Celebrated Canadian filmmaker Denis Villeneuve may be the first to have actually cast the campus as itself in his 2013 surrealist film Enemy, where lead Jake Gyllenhaal plays a troubled U of T professor.
That same year, Director and screenwriter Guillermo del Toro — who has a long love affair with Toronto — filmed portions of the blockbuster American kaiju film Pacific Rim at UTSC.
Thankfully, UTSC was nowhere to be found in the franchise’s disastrous 2018 sequel, which del Toro walked away from the project after production of the film in Toronto was scrapped in favour of sound stages in China.
But, Guillermo would return to UTSC for his 2017 romantic fantasy, The Shape of Water, where the imposing Brutalist Andrews Building was used to portray a Cold War-era aerospace research facility.
The director would yet again use UTSC to shoot exterior shots for the seventh episode of his Netflix miniseries Guillermo del Toro’s Cabinet of Curiosities.
Not everything shot at UTSC is going to pan out though, as was the case with the box-office bomb Suicide Squad, another 2017 film produced at the campus.

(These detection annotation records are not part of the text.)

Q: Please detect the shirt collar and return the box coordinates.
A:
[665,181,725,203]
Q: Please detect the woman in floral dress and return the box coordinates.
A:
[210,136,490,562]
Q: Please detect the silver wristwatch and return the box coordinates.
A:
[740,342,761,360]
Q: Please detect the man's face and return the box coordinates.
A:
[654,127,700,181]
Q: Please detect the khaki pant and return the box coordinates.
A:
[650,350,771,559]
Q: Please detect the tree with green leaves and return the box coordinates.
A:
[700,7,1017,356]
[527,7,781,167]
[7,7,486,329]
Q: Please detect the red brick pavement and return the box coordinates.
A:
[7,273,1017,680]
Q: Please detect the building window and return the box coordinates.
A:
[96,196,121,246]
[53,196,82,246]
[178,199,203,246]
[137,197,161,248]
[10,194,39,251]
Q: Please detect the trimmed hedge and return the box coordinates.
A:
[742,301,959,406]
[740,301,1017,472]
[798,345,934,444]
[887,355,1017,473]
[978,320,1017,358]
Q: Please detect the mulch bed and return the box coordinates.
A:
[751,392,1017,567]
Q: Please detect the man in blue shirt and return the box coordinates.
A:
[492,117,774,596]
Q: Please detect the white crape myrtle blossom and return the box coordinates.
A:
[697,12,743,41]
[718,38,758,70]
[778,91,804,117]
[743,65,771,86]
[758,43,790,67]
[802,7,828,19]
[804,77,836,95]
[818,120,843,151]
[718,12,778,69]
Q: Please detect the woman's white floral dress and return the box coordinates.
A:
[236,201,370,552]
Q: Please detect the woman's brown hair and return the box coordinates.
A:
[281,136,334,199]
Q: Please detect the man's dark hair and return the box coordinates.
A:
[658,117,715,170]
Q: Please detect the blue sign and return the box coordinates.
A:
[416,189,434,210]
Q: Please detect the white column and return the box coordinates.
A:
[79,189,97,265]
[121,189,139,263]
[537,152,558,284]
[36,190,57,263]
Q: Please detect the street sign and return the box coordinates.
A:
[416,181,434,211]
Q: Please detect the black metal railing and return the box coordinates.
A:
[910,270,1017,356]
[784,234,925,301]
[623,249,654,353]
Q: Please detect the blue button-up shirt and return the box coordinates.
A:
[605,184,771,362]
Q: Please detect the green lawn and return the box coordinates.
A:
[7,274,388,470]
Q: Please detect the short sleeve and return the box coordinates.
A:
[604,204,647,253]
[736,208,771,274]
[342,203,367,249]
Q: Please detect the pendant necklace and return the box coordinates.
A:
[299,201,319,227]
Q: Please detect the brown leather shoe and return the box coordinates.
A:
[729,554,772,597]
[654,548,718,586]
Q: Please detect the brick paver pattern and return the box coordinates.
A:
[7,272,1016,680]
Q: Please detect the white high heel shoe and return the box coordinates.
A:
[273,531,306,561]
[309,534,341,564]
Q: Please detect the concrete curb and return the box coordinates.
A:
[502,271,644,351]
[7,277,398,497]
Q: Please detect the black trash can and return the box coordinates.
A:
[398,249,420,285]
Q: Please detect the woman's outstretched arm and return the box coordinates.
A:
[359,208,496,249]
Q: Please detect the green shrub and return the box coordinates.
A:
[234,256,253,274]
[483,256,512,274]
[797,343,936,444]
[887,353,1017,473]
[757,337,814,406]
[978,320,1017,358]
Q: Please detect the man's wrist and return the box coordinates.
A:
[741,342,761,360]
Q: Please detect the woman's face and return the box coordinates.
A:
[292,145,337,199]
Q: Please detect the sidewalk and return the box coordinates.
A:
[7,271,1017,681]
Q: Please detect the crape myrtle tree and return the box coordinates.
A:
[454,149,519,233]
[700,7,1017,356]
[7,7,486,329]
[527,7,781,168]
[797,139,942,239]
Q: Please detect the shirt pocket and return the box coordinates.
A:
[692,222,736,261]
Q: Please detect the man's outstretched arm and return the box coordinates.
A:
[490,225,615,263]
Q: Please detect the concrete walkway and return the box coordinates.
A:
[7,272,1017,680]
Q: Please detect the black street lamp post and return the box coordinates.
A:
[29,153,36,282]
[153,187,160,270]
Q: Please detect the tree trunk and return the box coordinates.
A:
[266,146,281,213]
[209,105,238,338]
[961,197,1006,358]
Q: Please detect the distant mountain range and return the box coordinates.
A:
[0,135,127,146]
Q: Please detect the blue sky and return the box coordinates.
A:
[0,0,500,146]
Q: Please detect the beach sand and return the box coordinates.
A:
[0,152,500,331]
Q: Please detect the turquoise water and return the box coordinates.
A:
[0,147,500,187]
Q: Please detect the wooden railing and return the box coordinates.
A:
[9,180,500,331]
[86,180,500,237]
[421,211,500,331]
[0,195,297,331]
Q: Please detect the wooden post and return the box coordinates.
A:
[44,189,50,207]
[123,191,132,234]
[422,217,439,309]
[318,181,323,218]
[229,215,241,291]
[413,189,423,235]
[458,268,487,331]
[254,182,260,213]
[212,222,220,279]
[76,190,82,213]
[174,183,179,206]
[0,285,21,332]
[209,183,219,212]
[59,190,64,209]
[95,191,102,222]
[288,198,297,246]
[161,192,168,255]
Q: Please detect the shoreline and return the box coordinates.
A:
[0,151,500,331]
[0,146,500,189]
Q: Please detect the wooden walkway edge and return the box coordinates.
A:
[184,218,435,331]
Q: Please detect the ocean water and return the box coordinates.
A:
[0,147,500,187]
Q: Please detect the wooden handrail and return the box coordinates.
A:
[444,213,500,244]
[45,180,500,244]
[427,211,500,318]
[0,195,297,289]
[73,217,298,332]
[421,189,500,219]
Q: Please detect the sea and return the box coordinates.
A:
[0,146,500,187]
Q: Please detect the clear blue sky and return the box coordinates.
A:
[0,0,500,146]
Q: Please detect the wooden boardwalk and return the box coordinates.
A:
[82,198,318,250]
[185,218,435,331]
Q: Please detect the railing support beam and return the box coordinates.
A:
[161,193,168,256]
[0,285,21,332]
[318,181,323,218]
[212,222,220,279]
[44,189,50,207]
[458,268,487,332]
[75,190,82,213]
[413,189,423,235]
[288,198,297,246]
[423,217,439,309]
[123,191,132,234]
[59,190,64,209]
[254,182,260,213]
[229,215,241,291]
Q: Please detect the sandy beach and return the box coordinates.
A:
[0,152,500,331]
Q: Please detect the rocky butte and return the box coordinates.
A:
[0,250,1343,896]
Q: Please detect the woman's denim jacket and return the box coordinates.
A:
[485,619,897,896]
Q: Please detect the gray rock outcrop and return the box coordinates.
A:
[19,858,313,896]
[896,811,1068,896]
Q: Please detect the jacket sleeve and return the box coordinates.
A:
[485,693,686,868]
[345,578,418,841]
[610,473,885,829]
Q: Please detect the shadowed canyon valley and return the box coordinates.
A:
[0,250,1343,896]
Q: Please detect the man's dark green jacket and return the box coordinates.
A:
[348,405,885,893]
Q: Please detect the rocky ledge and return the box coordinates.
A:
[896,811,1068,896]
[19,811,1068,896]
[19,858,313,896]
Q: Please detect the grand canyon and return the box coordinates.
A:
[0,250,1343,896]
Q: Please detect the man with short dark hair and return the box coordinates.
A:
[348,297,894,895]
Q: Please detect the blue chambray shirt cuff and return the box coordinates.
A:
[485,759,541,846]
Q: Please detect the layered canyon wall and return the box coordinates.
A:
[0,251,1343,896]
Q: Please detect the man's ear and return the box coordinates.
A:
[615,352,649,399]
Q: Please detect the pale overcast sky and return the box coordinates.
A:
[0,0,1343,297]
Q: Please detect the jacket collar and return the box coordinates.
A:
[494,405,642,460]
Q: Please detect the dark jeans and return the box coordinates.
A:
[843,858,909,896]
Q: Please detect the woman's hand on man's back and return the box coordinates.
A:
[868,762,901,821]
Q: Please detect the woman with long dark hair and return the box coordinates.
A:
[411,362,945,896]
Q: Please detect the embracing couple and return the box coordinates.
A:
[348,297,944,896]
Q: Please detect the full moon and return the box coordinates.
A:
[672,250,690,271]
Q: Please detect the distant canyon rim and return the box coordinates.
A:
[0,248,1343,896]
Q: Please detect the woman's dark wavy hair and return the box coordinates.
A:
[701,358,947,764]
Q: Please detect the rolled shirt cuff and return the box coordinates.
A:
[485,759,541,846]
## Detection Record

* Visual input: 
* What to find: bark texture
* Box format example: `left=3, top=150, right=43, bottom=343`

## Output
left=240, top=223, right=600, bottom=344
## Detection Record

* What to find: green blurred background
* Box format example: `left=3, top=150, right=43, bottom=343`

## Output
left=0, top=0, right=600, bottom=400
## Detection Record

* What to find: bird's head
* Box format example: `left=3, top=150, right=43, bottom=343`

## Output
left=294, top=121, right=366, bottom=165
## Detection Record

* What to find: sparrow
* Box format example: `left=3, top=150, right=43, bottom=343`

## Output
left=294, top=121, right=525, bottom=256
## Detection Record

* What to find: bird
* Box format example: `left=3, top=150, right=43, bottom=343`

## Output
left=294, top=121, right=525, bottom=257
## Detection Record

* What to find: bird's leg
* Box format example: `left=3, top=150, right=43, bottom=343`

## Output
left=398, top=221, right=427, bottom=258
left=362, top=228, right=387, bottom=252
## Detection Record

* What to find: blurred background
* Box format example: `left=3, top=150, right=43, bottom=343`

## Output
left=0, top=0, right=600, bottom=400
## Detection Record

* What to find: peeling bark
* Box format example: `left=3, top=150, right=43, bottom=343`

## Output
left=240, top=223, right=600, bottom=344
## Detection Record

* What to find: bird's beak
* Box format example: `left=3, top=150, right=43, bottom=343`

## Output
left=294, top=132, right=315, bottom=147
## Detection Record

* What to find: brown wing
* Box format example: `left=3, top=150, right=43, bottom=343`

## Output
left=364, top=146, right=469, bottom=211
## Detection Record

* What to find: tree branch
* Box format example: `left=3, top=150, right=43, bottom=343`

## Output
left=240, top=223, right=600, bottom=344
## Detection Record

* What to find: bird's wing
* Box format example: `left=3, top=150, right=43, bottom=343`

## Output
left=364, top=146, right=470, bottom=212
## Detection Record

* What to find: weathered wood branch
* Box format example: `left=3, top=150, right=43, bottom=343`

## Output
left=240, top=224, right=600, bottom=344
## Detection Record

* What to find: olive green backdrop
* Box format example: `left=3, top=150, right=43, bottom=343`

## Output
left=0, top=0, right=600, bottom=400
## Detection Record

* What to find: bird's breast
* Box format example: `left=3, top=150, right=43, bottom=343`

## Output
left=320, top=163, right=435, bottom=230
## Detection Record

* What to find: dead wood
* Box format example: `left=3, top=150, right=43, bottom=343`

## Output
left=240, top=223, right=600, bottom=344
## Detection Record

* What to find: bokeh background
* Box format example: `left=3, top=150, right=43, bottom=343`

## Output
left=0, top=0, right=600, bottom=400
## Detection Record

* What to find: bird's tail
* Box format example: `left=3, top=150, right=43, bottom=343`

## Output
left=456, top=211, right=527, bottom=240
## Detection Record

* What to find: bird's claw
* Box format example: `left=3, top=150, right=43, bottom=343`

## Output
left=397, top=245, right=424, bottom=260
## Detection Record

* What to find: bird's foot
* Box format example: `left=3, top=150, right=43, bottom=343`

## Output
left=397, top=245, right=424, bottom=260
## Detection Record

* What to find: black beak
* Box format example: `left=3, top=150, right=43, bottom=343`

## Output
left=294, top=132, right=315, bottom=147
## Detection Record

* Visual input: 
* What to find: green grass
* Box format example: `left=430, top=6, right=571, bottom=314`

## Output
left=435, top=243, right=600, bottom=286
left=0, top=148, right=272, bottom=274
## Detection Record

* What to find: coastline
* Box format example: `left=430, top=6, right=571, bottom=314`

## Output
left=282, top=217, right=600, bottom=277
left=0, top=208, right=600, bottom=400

More filming followed in the late 2010s the following year with the 2018 science fiction thriller Anon starring Amanda Seyfried.
The campus’ most recent major appearance on the silver screen came in 2023 with the release of Norwegian filmmaker Kristoffer Borgli’s black comedy, Dream Scenario, produced by acclaimed indie studio A24.
UTSC is also a popular set for television, and proved a regular filming location for streaming sci-fi series The Expanse starting in the show’s second season in 2016. As a testament to the building’s lasting futuristic aesthetic, portions of the Andrews Building’s Science Wing were used as a stand-in for a Martian Embassy.
It has also been used for the filming of major television series Suits (2011-2019), The Hot Zone (2019-2021) and The Handmaid’s Tale (2017-Present), where it is dressed in varying degrees of dystopian set design to help in world-building.
But UTSC hasn’t gone all Hollywood on us yet and still makes room for local productions, like the short-lived Canadian space drama, Killjoys. It may be a popular filming location for U.S. productions, but UTSC also does a great deal to help Toronto-based productions achieve otherworldly settings on a budget.
Even those who abstain from cinema, television, and the wealth of streaming options these days may still know the campus from its on-screen appearances in music videos. One notable example was The Weeknd’s Secrets video (alongside the Toronto Reference Library) from his global smash-hit 2016 album Starboy.
UTSC doesn’t shy away from its various alternate on-screen identities, and the school has published articles and videos covering the history of cinema on campus.